Thursday, April 15, 2010
Just a week after it was reported that US Airways and United Airlines are in the midst of merger talks comes today’s news that Continental has entered into its own negotiations with United. SeeAndrew Ross Sorkin, Continental Reopens Talks with United, N.Y. Times, Apr. 15, 2010 (available here).
Continental and United, which had been in merger talks in 2008, have since entered into a codeshare partnership on domestic routes while enjoying antitrust immunity to cooperate on international scheduling, pricing, and revenue sharing as part of the Star Alliance. With less overlap between their respective hubs and route networks than United/US Airways, a Continental/United link-up would arguably be more beneficial to consumers. It may raise less competition concerns with the Justice Department’s Antitrust Division. United and US Airways were blocked from merging by the DOJ in 1995 and 2000, though some analysts have pointed out that changes in the air transport commercial environment since 9/11--including a decrease in both carriers’ market share--might lead regulators to take a more lenient approach to the deal.

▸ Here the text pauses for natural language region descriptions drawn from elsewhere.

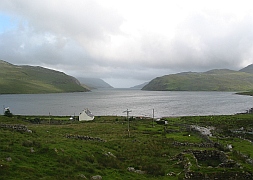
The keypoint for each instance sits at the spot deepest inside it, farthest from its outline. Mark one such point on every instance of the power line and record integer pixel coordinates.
(128, 126)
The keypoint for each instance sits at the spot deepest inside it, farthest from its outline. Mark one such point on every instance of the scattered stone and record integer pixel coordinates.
(8, 159)
(82, 176)
(97, 177)
(32, 150)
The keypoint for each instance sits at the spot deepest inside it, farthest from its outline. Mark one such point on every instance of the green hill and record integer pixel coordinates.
(31, 80)
(213, 80)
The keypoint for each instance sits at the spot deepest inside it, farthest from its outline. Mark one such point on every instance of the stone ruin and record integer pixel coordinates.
(17, 127)
(86, 138)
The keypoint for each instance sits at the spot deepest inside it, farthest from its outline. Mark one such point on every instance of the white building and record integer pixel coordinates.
(86, 115)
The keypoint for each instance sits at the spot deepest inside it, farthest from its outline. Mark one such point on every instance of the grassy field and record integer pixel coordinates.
(61, 149)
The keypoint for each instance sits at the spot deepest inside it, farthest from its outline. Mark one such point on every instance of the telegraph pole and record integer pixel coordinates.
(128, 126)
(153, 116)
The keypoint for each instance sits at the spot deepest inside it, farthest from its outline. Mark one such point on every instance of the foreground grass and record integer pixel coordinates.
(47, 153)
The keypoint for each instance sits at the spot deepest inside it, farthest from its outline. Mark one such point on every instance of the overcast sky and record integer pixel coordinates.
(127, 42)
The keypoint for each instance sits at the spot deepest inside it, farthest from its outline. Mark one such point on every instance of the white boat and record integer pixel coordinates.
(86, 115)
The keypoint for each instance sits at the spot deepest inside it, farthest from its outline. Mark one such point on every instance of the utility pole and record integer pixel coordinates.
(128, 126)
(153, 116)
(49, 118)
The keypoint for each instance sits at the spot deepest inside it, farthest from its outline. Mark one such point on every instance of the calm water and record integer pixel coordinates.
(141, 103)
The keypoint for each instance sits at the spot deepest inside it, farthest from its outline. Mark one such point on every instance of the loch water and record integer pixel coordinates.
(141, 103)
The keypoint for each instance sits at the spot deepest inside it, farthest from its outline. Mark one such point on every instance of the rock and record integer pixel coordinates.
(97, 177)
(131, 169)
(8, 159)
(82, 176)
(32, 150)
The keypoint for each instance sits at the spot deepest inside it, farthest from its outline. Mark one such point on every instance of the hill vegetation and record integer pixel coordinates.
(40, 147)
(213, 80)
(31, 80)
(94, 83)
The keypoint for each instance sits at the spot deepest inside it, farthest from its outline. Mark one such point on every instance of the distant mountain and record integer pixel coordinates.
(213, 80)
(94, 83)
(140, 86)
(248, 69)
(34, 79)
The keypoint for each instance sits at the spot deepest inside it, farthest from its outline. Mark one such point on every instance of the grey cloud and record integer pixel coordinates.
(77, 37)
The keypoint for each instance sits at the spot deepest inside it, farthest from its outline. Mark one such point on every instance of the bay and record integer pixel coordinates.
(141, 103)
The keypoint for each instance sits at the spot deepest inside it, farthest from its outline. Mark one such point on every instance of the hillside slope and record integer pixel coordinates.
(213, 80)
(94, 83)
(32, 80)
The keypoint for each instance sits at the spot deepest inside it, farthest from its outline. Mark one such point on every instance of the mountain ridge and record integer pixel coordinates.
(25, 79)
(212, 80)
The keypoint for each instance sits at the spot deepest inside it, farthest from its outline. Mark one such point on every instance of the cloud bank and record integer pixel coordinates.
(127, 42)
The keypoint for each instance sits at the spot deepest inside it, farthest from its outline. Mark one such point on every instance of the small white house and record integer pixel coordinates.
(86, 115)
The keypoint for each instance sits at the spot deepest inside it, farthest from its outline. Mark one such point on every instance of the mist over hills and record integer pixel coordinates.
(213, 80)
(34, 79)
(94, 83)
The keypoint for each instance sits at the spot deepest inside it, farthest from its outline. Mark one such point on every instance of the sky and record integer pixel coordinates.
(127, 42)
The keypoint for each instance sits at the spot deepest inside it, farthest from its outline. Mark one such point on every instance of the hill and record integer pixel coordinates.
(32, 80)
(140, 86)
(248, 69)
(213, 80)
(94, 83)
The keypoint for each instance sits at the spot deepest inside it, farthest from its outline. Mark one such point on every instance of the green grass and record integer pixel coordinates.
(214, 80)
(148, 148)
(29, 80)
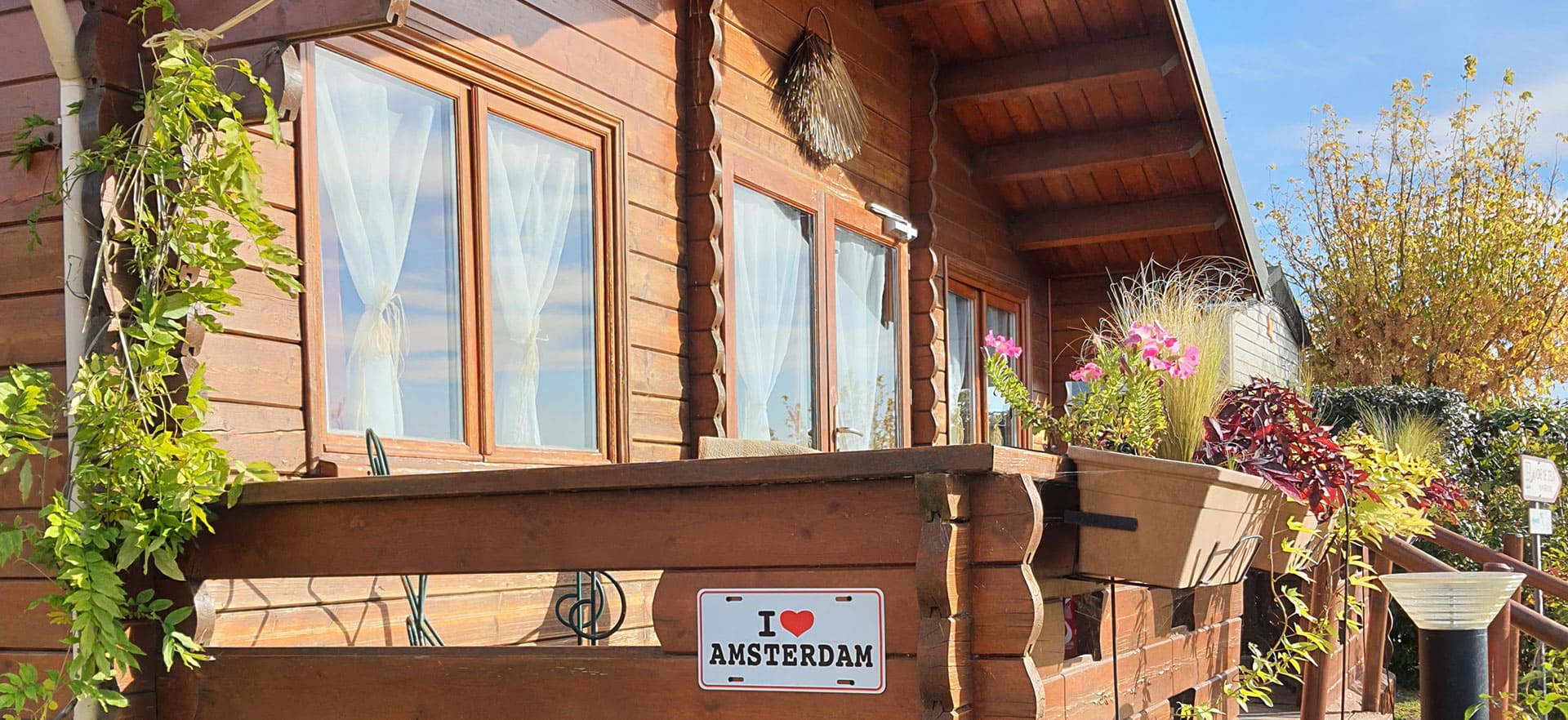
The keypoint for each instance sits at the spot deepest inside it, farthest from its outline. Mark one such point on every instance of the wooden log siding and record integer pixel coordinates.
(946, 532)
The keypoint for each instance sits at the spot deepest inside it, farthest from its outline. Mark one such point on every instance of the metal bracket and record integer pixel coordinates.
(1097, 520)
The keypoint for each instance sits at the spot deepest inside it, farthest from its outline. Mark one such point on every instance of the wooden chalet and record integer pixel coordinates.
(552, 245)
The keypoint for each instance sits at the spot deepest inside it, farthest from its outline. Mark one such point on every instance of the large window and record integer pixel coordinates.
(816, 320)
(468, 243)
(976, 413)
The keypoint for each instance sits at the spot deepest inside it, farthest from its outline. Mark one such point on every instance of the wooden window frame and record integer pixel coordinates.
(985, 291)
(830, 211)
(477, 90)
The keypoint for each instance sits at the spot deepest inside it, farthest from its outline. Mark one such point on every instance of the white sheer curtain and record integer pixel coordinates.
(533, 190)
(960, 369)
(866, 342)
(372, 185)
(772, 260)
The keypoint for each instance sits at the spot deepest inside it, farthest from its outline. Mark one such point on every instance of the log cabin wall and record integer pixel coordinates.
(32, 306)
(615, 57)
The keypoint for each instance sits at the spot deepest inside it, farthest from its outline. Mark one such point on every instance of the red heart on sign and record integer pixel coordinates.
(797, 621)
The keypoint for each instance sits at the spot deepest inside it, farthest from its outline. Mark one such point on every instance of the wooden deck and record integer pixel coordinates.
(946, 532)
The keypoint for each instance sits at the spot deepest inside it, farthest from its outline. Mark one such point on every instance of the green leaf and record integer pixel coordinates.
(165, 562)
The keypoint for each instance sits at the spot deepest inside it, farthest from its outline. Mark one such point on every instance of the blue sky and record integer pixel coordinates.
(1274, 60)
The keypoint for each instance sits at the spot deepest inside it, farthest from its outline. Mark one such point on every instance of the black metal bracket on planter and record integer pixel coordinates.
(1237, 556)
(579, 611)
(1097, 520)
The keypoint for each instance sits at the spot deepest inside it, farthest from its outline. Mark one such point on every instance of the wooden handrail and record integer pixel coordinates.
(1534, 576)
(1521, 617)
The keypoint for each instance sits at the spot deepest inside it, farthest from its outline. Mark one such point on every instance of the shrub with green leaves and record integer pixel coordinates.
(145, 478)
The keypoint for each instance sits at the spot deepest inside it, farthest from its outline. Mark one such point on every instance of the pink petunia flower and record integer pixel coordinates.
(1090, 371)
(1002, 345)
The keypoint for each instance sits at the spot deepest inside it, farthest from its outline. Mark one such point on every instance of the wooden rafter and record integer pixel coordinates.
(1087, 153)
(1048, 229)
(898, 8)
(1058, 69)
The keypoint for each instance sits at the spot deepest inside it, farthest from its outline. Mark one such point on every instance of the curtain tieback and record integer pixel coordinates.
(386, 335)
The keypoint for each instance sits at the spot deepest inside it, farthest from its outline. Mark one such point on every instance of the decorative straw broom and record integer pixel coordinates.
(819, 100)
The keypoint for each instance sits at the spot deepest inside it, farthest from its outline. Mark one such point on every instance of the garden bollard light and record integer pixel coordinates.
(1452, 612)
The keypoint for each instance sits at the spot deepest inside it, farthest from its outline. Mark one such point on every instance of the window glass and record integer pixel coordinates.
(1000, 420)
(866, 316)
(541, 251)
(961, 369)
(390, 231)
(773, 319)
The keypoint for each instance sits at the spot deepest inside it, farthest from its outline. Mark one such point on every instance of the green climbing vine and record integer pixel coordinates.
(179, 187)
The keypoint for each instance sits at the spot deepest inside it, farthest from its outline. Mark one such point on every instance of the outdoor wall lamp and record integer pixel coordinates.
(1452, 612)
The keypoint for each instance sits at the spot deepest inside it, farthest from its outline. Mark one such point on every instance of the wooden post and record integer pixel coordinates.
(1513, 546)
(1498, 647)
(1375, 640)
(941, 582)
(1314, 678)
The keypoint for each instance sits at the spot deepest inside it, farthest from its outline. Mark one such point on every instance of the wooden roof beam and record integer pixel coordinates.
(1058, 69)
(1046, 229)
(899, 8)
(1089, 153)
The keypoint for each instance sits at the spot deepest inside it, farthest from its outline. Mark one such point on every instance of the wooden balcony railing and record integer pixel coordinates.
(946, 532)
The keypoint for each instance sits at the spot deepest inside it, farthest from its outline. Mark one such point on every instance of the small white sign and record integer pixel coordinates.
(1539, 479)
(1540, 521)
(792, 640)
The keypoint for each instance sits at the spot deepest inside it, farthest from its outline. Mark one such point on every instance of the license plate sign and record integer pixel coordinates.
(792, 640)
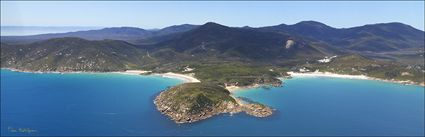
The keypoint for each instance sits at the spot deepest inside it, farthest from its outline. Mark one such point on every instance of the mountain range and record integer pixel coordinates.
(127, 47)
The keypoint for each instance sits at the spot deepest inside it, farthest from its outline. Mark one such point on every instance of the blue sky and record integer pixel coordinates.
(236, 13)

Despite the complementary nature of their networks, Continental and United could still face tough resistance from the DOJ. A merger would make them one of the largest airlines in the world. As discussed previously on the blog, see here, the DOJ has promised “vigorous antitrust enforcement,” a statement which has been taken by some to mean that the Department intends to target any market concentration without regard to the efficiencies consolidation could lead to. If that’s true, the two airlines could be in for a long fight before their deal is consummated.